Streamlining Tableau Server Deployment, Monitoring, and Maintenance on AWS

Published in

Storm Reply

9 min readDec 18, 2023

Tableau Server is one of the most popular tools for data visualization and business intelligence (BI), adept at transforming complex data sets into clear visualizations. It enables rapid and responsive data processing, which facilitates efficient data analysis. Users can apply data filters and view datasets from various perspectives. Its use extends across numerous industries, including healthcare, research, and business.

Despite its efficient data processing and diverse analytical features, Tableau Server lacks inherent support for high availability. As Tableau’s official documentation notes, even with a multi-node high-availability setup, the server may experience functional interruptions if the primary node fails. Further details on this issue are available in the Tableau documentation under the topic “If an initial node fails.”

To address this significant limitation, we have developed an innovative, automated custom solution aimed at greatly reducing downtime during Tableau node failures. This solution is designed to instantly detect any failure in Tableau nodes and immediately replace the faulty node with a functioning one, all without manual intervention.

Our solution involves automatically installing and maintaining a multi-node Tableau server on the AWS cloud using our custom stack. Deploying this stack leads to a complete setup and configuration of a multi-node Tableau Server on AWS, requiring minimal manual effort.

From a maintenance standpoint, our solution is fully automated, eliminating the need for manual oversight. This not only removes the necessity for managed services but also reduces operational costs. As a result, the downtime experienced by Tableau during node failures has been drastically cut from hours to mere minutes, thanks to the fully automated recovery process.

Additionally, we have integrated the AWS CloudWatch service for real-time server health monitoring, enabling quick failure detection. We have also configured the AWS Web Application Firewall (AWS-WAF) with the Tableau Server to bolster security.

Moreover, we have implemented an automatic daily backup system for both application and data files. This ensures that the latest backup is always available as a fallback in the event of a total failure of the Tableau Servers.

Challenges with the Traditional Manual Installation of Tableau Server

Due to its operational importance, the installation, maintenance, and availability of tableau server is an important topic to discuss. When it comes to self-hosting tableau server, two installation modes are available: Single-node Installation and Distributed Installation.

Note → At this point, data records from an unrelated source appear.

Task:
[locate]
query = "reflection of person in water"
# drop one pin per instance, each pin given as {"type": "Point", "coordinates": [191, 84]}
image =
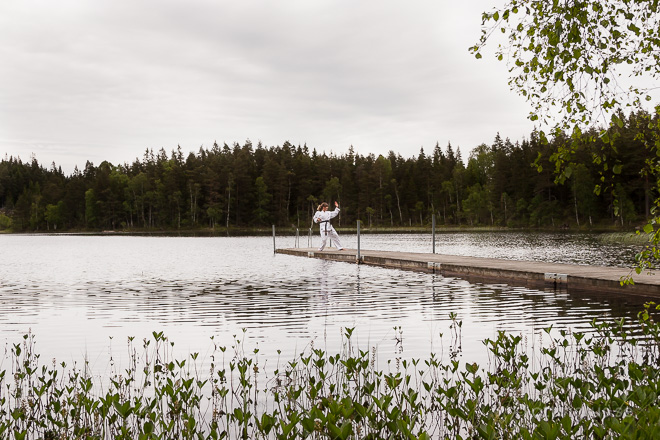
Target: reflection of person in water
{"type": "Point", "coordinates": [323, 217]}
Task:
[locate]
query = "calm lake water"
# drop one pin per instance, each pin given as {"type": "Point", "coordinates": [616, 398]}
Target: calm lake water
{"type": "Point", "coordinates": [82, 296]}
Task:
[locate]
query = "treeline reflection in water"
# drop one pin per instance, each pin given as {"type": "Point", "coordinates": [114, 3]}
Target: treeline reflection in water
{"type": "Point", "coordinates": [82, 296]}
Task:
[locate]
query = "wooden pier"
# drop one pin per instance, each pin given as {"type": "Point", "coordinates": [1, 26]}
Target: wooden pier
{"type": "Point", "coordinates": [524, 273]}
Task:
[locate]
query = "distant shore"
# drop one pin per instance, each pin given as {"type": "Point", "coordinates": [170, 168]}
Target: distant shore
{"type": "Point", "coordinates": [610, 234]}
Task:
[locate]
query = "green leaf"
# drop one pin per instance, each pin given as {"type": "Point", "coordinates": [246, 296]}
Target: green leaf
{"type": "Point", "coordinates": [605, 136]}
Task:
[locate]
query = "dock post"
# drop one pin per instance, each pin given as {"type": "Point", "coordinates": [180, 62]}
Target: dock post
{"type": "Point", "coordinates": [433, 229]}
{"type": "Point", "coordinates": [358, 254]}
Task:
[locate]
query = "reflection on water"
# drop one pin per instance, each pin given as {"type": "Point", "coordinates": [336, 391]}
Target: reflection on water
{"type": "Point", "coordinates": [83, 295]}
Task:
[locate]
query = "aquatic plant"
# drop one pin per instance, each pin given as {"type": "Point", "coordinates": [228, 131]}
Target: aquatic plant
{"type": "Point", "coordinates": [600, 384]}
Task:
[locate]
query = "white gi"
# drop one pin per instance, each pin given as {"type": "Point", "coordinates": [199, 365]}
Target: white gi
{"type": "Point", "coordinates": [323, 219]}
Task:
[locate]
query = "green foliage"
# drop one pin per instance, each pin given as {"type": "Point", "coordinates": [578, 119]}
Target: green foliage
{"type": "Point", "coordinates": [599, 384]}
{"type": "Point", "coordinates": [582, 64]}
{"type": "Point", "coordinates": [5, 222]}
{"type": "Point", "coordinates": [244, 187]}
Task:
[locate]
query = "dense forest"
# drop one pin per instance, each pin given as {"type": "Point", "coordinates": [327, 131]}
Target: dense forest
{"type": "Point", "coordinates": [502, 184]}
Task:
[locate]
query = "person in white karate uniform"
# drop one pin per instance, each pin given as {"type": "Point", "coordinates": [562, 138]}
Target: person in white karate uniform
{"type": "Point", "coordinates": [322, 218]}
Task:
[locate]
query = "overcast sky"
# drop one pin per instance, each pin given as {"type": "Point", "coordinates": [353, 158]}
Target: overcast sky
{"type": "Point", "coordinates": [106, 79]}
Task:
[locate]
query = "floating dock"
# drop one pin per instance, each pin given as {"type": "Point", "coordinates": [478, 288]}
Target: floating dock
{"type": "Point", "coordinates": [534, 274]}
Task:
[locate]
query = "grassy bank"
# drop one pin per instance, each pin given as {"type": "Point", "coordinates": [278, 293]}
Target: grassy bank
{"type": "Point", "coordinates": [604, 384]}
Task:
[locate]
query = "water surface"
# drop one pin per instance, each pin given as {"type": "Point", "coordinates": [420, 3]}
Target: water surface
{"type": "Point", "coordinates": [82, 296]}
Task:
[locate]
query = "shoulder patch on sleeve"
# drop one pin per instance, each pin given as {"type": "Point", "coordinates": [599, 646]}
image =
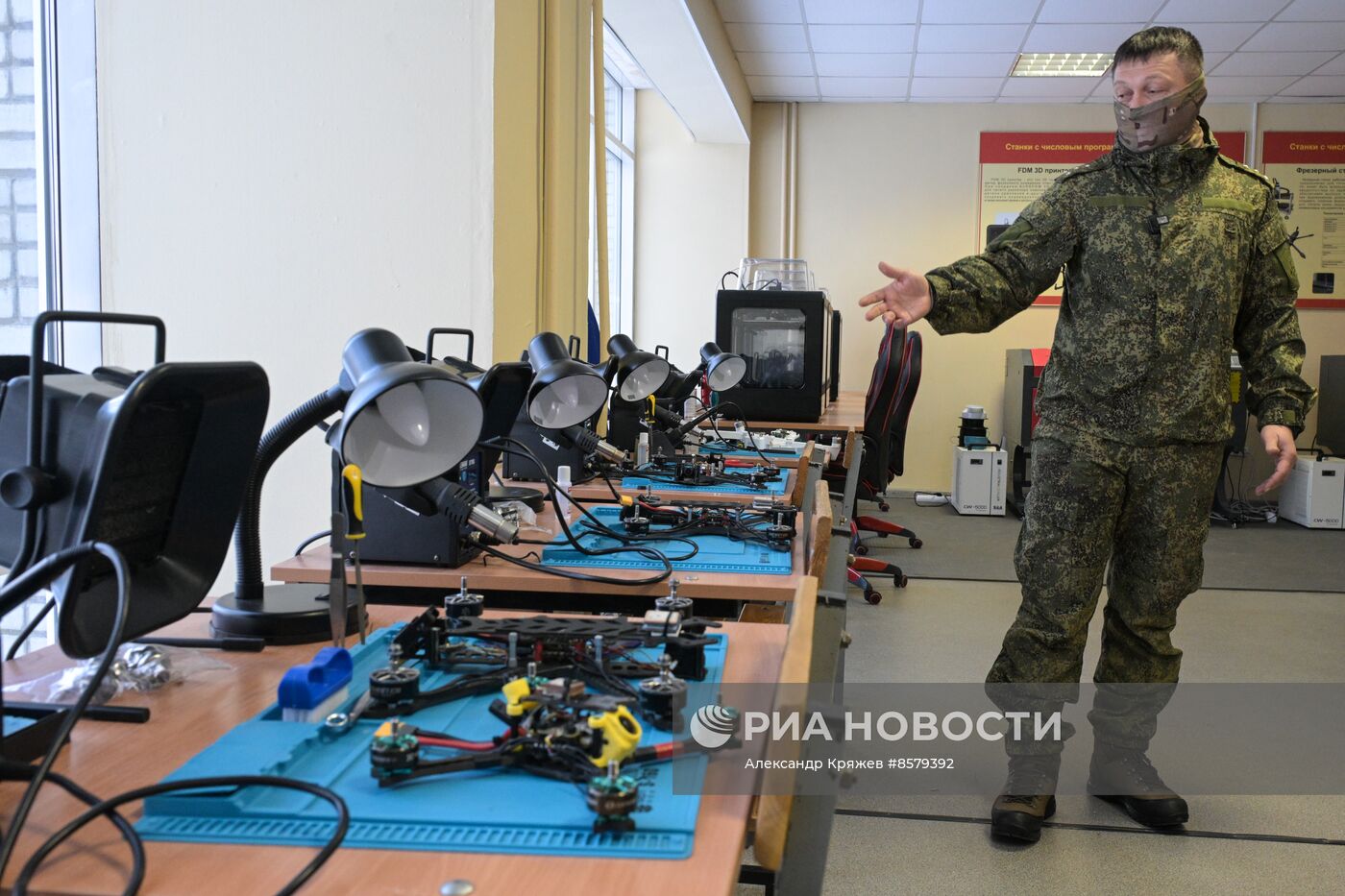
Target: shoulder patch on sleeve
{"type": "Point", "coordinates": [1239, 167]}
{"type": "Point", "coordinates": [1096, 164]}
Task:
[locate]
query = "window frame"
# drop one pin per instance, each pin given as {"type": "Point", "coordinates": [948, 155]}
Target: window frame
{"type": "Point", "coordinates": [66, 109]}
{"type": "Point", "coordinates": [622, 289]}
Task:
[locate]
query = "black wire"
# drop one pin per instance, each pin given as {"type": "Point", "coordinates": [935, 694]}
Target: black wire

Single-node Installation: This mode refers to the type of installation where all the tableau server processes are configured onto the same machine. Tableau’s official documentation states that this type of installation should be restricted to environments that can afford occasional downtime. The weak point of this mode of installation is that there is less redundancy in case of failure of one of the server processes.

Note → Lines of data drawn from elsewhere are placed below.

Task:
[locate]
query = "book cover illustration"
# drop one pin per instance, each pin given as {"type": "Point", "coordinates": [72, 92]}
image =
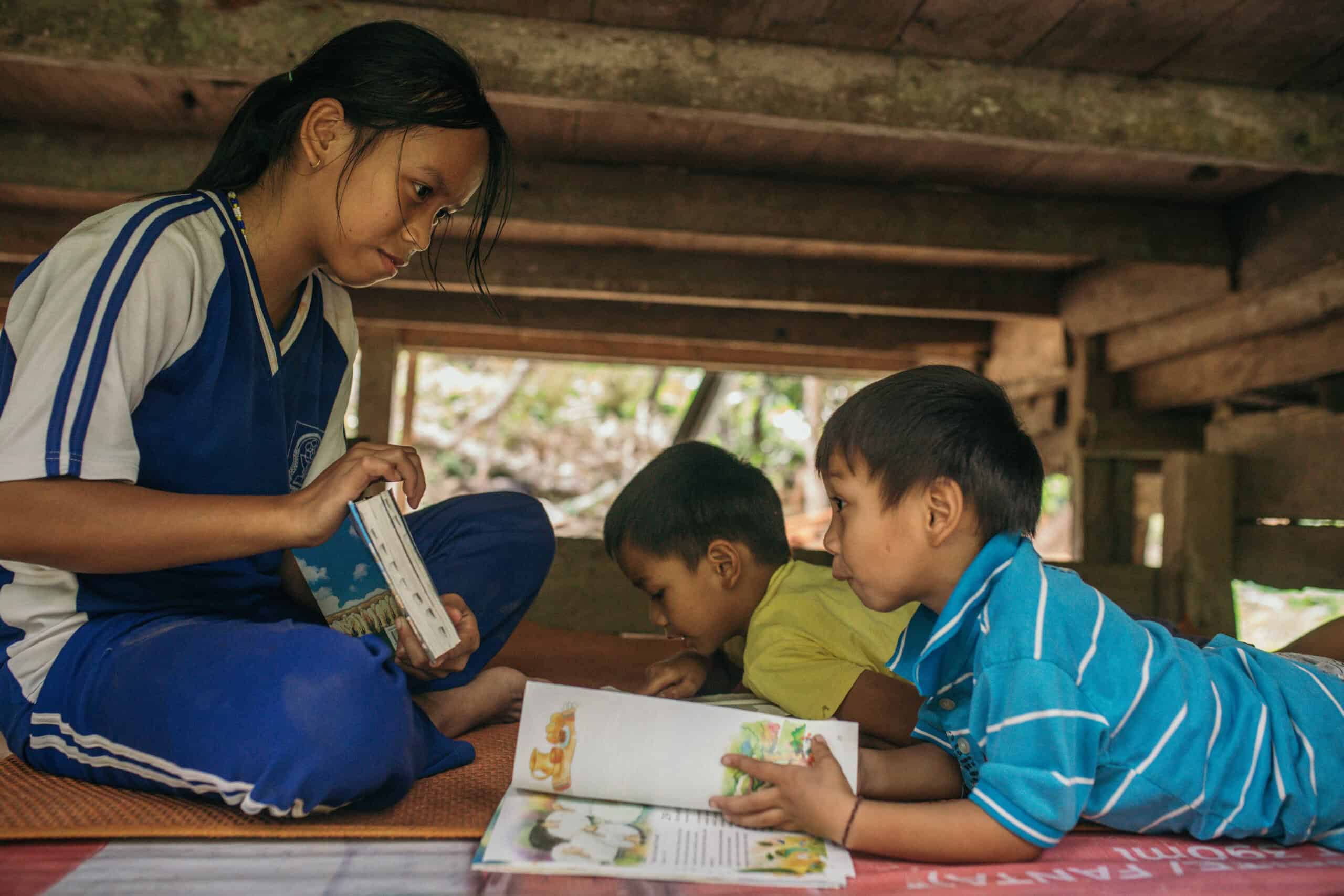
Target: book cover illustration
{"type": "Point", "coordinates": [349, 586]}
{"type": "Point", "coordinates": [786, 743]}
{"type": "Point", "coordinates": [370, 574]}
{"type": "Point", "coordinates": [555, 762]}
{"type": "Point", "coordinates": [551, 835]}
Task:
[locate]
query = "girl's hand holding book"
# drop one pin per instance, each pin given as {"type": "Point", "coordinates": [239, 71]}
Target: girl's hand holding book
{"type": "Point", "coordinates": [322, 505]}
{"type": "Point", "coordinates": [416, 662]}
{"type": "Point", "coordinates": [814, 798]}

Distributed Installation: This is the more stable mode of installation as it involves distribution of tableau server processes onto multiple server nodes. This would mean that the tableau server processes can utilize additional computing power when required. However, when it comes to the availability, this type of installation does not guarantee that the tableau server will continue to function in case of fault in the initial server node.

Tableau official documentation states the steps that need to be carried out to install the multi-node tableau server. Link to the official documentation:
Creating a distributed Tableau Server installation

The steps are to be performed in sequential order and it requires a lot of time if performed manually. The process is as follows: Tableau server must first be installed on the initial node, after which the bootstrap file is generated. This bootstrap file is subsequently utilized during the initialization phase of additional nodes of the Tableau server. Distribution of Tableau server processes among the nodes is then necessary to enhance availability and reliability. Additionally, it is recommended to deploy the coordination service ensemble when configuring the environment with three or more nodes.

The execution of all the above-mentioned installation steps requires specialized IT skills, as it involves the understanding of server architecture, network configuration, security protocols, and related skills. In the next section, we will discuss how we have automated these processes, rendering manual execution unnecessary. With our solution, installing the Tableau server is now a simple and hassle-free process.

Automated Deployment of Multi-Node Tableau Server on AWS

In this section, we introduce our automated approach for deploying a multi-node Tableau Server on the AWS cloud. This approach simplifies the deployment process and eliminates the requirement for specialized knowledge. Our implementation leverages AWS CDK (Cloud Development Kit) to orchestrate the deployment of this application. AWS CDK allows you to define and manage your infrastructure through code, making it easier to manage and version control the infrastructure. To ensure modularity and streamline administration, we have organized the entire application into separate CDK stacks. The details of the stacks are as follows:

Network Infrastructure Stack: This stack is responsible for provisioning the fundamental networking components essential for our application’s operation. It includes the setup of a Virtual Private Cloud (VPC), the creation of both public and private subnets, the deployment of Internet gateways, NAT gateways, and the fine-tuning of route tables and security group rules.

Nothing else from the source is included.